The requirement also flows down: a prime that needs Level 2 pushes equivalent obligations to the suppliers who touch the same CUI, so tier-two and tier-three shops who assume CMMC is “the prime’s problem” are often the ones scrambling when a flow-down clause lands.

How a manufacturer meets the requirement

Readiness is a sequence, not a purchase, and it breaks into a few concrete stages.

Scope the environment. Identify exactly where FCI and CUI live - which workstations, file shares, ERP and MES systems, email, and machine controllers store or transmit it. The smaller the scope, the cheaper and faster certification becomes, so many shops create an enclave that keeps CUI off the rest of the network.

Assess against the 110 controls. NIST SP 800-171 organizes its requirements into 14 families - access control, audit and accountability, configuration management, identification and authentication, incident response, media protection, physical protection, and more.
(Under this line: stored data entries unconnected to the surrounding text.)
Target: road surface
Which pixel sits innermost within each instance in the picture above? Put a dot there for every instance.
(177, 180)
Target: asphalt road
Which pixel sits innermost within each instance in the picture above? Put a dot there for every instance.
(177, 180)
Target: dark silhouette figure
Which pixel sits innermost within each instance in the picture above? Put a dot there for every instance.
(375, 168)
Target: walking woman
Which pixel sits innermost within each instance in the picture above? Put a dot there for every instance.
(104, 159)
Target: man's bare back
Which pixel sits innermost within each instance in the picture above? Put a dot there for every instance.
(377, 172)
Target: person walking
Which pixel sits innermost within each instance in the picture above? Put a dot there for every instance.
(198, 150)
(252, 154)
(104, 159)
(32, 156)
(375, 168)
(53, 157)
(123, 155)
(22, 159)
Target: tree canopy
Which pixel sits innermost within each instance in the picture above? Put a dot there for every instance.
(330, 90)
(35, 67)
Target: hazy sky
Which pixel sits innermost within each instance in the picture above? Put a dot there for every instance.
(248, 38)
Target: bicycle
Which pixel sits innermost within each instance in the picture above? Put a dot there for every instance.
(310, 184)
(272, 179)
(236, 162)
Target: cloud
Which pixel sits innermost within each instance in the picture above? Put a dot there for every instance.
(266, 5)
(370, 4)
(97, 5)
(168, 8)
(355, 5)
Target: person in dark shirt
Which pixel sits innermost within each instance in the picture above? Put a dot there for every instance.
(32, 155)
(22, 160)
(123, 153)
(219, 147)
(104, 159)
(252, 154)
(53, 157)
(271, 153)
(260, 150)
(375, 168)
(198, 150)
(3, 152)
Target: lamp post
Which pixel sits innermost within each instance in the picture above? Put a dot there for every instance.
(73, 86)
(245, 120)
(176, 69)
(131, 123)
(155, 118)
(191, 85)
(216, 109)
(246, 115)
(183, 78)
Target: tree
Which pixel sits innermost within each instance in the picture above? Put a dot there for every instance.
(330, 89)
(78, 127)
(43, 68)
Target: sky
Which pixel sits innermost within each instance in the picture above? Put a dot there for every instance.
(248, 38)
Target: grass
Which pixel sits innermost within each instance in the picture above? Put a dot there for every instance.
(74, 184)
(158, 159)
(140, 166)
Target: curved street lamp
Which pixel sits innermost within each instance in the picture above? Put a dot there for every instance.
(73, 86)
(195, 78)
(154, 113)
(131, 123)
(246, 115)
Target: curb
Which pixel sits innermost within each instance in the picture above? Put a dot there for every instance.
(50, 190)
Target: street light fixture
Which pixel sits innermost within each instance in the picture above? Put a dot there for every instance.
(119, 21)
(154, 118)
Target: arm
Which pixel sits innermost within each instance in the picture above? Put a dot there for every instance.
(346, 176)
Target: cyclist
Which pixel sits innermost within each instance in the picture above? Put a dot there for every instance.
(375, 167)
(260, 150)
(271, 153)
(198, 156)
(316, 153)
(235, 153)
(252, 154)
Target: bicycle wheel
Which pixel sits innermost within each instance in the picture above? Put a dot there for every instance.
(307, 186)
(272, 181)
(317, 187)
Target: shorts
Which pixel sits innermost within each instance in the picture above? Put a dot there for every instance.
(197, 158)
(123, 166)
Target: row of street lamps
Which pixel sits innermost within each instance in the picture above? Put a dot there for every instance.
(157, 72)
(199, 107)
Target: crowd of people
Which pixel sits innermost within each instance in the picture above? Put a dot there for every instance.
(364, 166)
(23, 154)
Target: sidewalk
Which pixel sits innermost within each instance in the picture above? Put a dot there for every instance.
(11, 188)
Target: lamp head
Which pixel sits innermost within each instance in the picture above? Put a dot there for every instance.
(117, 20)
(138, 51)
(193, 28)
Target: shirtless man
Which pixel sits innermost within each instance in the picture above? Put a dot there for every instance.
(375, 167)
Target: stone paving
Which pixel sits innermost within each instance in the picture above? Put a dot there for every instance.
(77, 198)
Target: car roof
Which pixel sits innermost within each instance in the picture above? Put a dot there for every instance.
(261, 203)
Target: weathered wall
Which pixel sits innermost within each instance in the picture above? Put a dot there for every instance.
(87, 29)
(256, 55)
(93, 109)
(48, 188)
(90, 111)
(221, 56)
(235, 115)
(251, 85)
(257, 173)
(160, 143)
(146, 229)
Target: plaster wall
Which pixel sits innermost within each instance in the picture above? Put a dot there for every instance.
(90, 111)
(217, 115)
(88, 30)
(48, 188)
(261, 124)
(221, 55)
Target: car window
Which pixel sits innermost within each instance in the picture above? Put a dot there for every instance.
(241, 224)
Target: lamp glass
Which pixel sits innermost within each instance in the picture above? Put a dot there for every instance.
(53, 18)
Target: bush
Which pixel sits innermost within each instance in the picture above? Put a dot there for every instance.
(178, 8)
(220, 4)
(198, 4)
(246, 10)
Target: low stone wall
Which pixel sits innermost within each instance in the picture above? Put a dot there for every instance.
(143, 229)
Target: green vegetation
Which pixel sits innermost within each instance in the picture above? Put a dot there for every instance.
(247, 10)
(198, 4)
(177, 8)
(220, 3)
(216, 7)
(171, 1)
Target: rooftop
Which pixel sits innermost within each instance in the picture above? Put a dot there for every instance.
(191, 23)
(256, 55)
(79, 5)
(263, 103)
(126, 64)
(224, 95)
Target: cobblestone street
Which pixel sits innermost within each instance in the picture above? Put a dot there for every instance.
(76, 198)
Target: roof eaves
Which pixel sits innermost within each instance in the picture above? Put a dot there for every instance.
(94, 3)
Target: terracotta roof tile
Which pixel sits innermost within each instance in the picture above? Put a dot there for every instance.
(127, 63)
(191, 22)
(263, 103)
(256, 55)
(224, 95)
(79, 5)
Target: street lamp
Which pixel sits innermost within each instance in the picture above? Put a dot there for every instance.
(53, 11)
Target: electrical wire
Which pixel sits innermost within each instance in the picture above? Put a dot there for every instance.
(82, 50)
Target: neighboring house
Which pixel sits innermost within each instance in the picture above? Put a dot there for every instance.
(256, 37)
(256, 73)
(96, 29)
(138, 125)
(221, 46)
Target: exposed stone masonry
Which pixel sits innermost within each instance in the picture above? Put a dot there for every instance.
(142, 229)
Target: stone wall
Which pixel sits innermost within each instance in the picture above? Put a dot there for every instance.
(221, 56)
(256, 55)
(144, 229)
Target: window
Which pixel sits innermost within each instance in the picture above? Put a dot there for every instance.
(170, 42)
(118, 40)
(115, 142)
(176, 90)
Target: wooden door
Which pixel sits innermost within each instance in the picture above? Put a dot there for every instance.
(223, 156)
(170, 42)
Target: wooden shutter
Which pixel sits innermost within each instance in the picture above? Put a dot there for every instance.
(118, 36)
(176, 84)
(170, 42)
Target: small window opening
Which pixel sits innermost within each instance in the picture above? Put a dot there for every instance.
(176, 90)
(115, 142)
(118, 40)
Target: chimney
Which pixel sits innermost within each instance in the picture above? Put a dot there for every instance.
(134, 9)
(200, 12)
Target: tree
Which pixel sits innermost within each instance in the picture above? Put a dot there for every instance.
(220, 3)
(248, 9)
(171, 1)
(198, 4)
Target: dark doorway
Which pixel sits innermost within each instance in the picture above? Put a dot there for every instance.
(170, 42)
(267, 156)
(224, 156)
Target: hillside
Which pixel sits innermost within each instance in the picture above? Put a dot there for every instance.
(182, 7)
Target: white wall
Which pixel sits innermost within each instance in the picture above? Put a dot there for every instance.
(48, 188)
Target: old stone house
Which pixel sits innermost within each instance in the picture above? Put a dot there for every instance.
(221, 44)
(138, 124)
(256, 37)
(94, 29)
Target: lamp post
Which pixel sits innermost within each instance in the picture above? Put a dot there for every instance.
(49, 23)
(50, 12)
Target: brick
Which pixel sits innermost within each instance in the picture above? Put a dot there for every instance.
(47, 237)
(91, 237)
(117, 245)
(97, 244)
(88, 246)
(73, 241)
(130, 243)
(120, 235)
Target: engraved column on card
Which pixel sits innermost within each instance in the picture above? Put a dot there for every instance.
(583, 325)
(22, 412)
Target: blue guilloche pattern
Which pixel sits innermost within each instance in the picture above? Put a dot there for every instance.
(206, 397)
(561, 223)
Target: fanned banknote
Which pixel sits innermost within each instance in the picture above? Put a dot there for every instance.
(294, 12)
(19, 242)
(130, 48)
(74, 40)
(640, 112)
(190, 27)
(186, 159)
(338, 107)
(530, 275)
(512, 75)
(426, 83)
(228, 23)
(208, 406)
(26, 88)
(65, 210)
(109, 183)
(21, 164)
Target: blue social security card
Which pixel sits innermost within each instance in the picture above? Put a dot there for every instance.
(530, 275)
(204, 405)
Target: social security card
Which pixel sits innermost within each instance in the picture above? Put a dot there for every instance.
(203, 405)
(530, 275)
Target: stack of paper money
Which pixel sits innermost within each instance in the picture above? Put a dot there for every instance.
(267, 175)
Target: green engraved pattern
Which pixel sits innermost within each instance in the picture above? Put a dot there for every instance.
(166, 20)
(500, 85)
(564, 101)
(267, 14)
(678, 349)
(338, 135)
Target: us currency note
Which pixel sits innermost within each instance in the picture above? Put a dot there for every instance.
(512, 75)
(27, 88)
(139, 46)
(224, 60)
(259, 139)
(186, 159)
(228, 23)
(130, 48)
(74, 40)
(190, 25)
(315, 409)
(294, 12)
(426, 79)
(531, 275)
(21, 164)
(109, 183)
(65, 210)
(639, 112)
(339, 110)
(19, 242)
You evaluate each control as met or not met and document the result.

Write the SSP and POA&M. Two documents are non-negotiable. The System Security Plan (SSP) describes how each control is implemented; the Plan of Action and Milestones (POA&M) lists every gap, its remediation step, and a target date. Assessors expect both, and an SSP that does not match reality is a fast way to fail.

Remediate the gaps. Most of the effort lives here: enabling multifactor authentication, FIPS-validated encryption of CUI at rest and in transit, restricting removable media, tightening least-privilege access, centralizing audit logging, and proving you can detect and report incidents. Each closed gap raises your SPRS score.

Because much CUI lives inside production records - routings, inspection results, traceability data, document revisions - the ERP that runs the floor either helps or hurts your CMMC posture. A platform like Cortrova is built CMMC 2.0 Level 2 ready, with role-based access control, complete audit logging, and document control in every module, and it can deploy on-premises or fully air-gapped when CUI cannot leave the facility. The same system producing the work also produces the evidence that it was protected.

What to watch for

A few traps catch manufacturers repeatedly. Do not over-scope - letting CUI sprawl across every laptop and shared drive turns a manageable assessment into an expensive one. Do not confuse a self-assessment with certification: Level 2 self-assessment is allowed for some contracts, but a senior official must affirm the score, and a knowingly false affirmation carries False Claims Act liability. Do not treat the POA&M as a permanent parking lot - CMMC limits which controls can stay open and sets a strict closeout window. And do not buy tools before scoping, because security products nobody operates produce no evidence and no score improvement.

CMMC 2.0 rewards manufacturers who treat information protection as part of how the shop runs, not as a binder assembled the week before an audit. Define your scope, implement the 110 controls where CUI actually lives, keep your SPRS score honest, and make sure the systems on your floor generate the proof.